- Folha de S. Paulo
Muitos países africanos que têm mais ministérios do que leitos de UTI
Sem uma vacina que possa ser aplicada em larga escala, essa pandemia só vai acabar depois que a maioria dos terrestres tiver sido contaminada pelo Sars-Cov-2 e tornar-se imune a ele. Não vou considerar aqui a hipótese mais trágica, mas que não pode ser inteiramente descartada, de que infecções prévias não confiram proteção pelo menos parcial ao paciente.
Isso significa que, a menos que sua confiança na chegada relativamente rápida da vacina seja de 100%, as políticas de isolamento social que a grande maioria dos países abraçou precisam ser fortes o suficiente para evitar o colapso dos sistemas de saúde, mas não tão draconianas que impeçam o aparecimento gradual da chamada imunidade de rebanho.
O ritmo em que devem ocorrer tanto o isolamento como a retomada só pode ser calculado em nível local, levando em consideração itens tão variados como a capacidade da rede hospitalar e da realização de testes, a adesão da população às recomendações sanitárias, perfil demográfico, densidade urbana, hábitos de interação social etc.
Se tem lógica para a Suécia, onde mais da metade das residências é ocupada por apenas um morador, adotar uma forma mais relaxada de distanciamento —grande parte das infecções ocorre dentro de casa—, essa mesma abordagem pode revelar-se desastrosa numa favela brasileira, onde quatro ou mais pessoas vivem num único cômodo, sem água corrente para a lavagem das mãos.

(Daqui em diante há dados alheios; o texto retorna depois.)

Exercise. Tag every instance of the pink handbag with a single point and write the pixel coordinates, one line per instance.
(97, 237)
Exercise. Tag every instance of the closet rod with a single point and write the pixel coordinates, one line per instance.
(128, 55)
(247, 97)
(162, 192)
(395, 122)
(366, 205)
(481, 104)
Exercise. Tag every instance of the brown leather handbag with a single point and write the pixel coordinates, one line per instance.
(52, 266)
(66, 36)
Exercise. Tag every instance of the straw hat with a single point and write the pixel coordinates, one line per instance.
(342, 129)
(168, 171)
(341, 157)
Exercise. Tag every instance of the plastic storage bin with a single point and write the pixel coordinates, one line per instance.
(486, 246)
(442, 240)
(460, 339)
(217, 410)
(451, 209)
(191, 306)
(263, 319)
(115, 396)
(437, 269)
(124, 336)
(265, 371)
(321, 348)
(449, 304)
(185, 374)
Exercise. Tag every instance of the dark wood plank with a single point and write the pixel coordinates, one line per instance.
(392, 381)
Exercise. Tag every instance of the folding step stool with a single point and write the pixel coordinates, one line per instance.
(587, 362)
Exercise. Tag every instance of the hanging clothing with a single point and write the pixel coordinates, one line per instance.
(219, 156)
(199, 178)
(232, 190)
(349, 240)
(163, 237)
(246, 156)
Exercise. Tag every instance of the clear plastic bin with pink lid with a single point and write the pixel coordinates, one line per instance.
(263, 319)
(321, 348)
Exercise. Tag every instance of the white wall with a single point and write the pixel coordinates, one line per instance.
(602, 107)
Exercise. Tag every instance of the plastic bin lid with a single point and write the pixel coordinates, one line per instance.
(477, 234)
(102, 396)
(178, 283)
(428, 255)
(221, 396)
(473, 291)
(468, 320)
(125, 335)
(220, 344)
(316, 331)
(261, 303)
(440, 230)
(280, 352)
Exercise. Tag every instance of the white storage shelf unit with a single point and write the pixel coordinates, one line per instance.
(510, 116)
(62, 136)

E a coisa pode ficar ainda pior. O que fazer no caso dos muitos países africanos que têm mais ministérios do que leitos de UTI? Não estou exagerando. Dez países africanos não têm nenhum ventilador; outros quatro contam com não mais que meia dúzia. Neste caso, a carência é tamanha que o próprio objetivo de proteger o sistema de saúde perde parte do sentido. Pode-se ainda defender o isolamento na esperança de que surja a vacina ou um remédio eficaz, mas aí já vira mais aposta do que gestão.